Zaak's response is to take a good hold of the wheel. Appearing lost, he is agitated and more like someone who does not know how to drive. He shifts in his seat, cursing under his breath, and moves backward, rubbing his bum on the seat the way urchins might wipe their hind-parts when they have no toilet paper or water to wash. His apparent discomfort puts her in mind of many a traitor soon after hearing the charges of his treason. She imagines him speaking as though she can deliver him from all blame. In fact, that is what he does, more or less.

He says, “It bears repeating that you are most welcome to stay here. It bears reiterating too that since there is no chance in hell for you to recover the family property from the warlord without a fight, it would be ill advised for us to go there before we make adequate preparations.”

She says, “I just want to acquaint myself with the area of the city in which our upmarket family property is located, that's all.”

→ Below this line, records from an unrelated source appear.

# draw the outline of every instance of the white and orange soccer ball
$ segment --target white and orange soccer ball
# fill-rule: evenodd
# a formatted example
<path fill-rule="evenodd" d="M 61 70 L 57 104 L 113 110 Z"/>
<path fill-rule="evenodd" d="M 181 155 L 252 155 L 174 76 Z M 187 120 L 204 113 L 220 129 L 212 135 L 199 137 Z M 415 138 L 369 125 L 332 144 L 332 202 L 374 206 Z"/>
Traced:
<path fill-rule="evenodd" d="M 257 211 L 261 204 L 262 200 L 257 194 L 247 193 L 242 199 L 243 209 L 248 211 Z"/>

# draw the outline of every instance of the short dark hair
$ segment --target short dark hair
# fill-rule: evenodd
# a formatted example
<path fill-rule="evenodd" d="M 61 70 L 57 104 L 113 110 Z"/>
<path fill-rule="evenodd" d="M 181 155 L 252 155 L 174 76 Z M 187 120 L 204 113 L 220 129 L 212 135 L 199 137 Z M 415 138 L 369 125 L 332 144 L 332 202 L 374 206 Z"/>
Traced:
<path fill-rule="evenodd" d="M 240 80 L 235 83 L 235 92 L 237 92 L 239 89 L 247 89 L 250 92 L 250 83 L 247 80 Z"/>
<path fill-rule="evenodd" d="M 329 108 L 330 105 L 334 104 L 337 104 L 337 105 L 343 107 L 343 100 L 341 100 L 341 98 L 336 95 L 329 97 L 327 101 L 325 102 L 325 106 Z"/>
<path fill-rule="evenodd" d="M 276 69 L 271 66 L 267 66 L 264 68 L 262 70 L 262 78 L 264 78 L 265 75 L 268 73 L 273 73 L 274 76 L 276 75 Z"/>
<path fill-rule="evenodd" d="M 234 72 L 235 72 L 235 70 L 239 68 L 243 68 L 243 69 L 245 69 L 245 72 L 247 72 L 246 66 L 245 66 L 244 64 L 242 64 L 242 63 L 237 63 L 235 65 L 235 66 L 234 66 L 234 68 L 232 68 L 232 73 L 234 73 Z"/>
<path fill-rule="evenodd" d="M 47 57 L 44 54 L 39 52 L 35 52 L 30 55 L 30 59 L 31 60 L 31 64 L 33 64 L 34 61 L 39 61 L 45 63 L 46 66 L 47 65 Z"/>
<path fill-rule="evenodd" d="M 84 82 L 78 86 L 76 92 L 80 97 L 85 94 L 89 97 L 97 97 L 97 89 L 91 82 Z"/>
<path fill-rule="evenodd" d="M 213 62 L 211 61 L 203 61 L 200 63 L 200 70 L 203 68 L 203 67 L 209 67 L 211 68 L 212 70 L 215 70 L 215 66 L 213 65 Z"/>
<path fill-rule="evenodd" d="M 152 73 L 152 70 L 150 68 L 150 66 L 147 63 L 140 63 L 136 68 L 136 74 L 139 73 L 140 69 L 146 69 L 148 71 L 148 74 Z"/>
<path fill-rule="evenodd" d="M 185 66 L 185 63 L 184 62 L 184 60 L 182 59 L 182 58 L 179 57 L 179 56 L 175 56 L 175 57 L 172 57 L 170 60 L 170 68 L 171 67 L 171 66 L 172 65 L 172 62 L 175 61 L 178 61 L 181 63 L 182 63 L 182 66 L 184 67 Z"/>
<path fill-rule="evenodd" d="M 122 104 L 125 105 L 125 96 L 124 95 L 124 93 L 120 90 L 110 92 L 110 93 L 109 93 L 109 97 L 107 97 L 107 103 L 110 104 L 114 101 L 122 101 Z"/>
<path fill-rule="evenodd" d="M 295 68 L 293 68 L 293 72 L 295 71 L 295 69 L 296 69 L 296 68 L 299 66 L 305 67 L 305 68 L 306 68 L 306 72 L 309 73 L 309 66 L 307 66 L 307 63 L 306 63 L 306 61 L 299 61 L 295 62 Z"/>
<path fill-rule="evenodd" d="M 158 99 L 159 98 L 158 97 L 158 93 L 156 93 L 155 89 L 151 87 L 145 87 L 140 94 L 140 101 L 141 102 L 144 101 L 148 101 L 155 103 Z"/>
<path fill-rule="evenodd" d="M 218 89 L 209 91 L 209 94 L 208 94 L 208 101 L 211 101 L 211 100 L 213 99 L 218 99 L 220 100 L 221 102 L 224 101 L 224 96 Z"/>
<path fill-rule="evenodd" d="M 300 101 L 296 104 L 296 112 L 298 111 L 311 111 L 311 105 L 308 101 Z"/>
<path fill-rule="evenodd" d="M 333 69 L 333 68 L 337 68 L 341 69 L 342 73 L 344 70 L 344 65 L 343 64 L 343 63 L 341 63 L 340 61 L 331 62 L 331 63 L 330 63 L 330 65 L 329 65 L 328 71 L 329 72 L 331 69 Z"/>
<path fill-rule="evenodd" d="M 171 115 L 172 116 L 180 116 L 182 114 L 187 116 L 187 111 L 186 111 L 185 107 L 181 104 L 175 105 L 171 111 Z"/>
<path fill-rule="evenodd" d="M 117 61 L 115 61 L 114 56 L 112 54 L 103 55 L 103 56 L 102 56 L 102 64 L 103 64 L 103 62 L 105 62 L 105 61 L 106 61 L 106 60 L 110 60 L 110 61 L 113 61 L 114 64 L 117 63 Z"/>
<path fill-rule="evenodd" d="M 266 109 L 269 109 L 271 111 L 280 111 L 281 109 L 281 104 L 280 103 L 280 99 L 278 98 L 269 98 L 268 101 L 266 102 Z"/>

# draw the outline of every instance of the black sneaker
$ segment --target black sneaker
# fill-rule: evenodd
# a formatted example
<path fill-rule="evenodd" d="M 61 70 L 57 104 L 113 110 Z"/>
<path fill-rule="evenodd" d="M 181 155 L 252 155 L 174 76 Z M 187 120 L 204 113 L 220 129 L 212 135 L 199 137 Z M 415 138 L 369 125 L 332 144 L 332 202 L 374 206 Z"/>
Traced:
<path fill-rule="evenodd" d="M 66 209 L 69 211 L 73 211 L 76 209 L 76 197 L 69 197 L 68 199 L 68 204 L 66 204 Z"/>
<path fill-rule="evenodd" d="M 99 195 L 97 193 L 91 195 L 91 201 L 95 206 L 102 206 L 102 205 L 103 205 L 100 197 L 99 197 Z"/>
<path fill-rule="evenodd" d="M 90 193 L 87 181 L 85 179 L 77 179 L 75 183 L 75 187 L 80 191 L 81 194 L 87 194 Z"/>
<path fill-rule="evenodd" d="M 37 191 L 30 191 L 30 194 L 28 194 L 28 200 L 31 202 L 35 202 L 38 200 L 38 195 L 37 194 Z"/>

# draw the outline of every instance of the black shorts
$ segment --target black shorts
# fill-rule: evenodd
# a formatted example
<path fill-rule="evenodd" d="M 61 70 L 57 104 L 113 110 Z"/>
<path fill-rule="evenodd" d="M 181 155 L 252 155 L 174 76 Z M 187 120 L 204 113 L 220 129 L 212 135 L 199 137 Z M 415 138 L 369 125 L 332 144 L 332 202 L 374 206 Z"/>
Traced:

“I've noticed that you haven't mentioned even once the other family property in Via Roma, in which we all lived and in which you and I grew up? Why?”

“Because Mother says that every building in Via Roma has been razed to the ground in the fierce fighting between StrongmanNorth and StrongmanSouth in the early years of the civil war,” she explains. “Is this borne out by what you know or have seen?”

“What do we do after we've parked a hundred or so meters away so the family living in the property cannot see us or link us to any conspiracy?” he asks.

“I have no intention of announcing my presence.”

“I say we need to plan it together, you and I.”

“Point taken,” she says, knowing that she will not involve him in any of her doings until she has worked out all the configurations of how, where, and when to act on her plan.

“I insist on this.”

“Can we get a move on, please?” she says impatiently. Then she surprises the two of them by sounding the horn, pressing it gently once, then harder, and then much louder and continuously until its sound brings the youths running and panting unhealthily. They arrive, with their guns hoisted above their heads, a couple of them as good as naked and a third stumbling, because of being trapped in his sarong, now loose and around his ankles. Ready for action, their weapons poised, with only one of them lying prone in imitation of some movie or other he has seen, moving his gun this and that way, deciding where to aim or who to shoot. Even the driver is there, his cheeks as full as a camel busy chewing, his lips traced with greenish foam, shading his eyes from the harsh sun. Zaak waves the driver off, indicating that he does not need his services. The expression on the driver's face brightens. He picks his nose liberally, and he stalks away, heavy-footed but also eager.

Cambara says to Zaak, “Why don't you want him to drive us to and back from the house and the hotel? It'll be a lot easier, quicker, and perhaps also safer for all concerned.”

“Because he is unhealthily inquisitive.”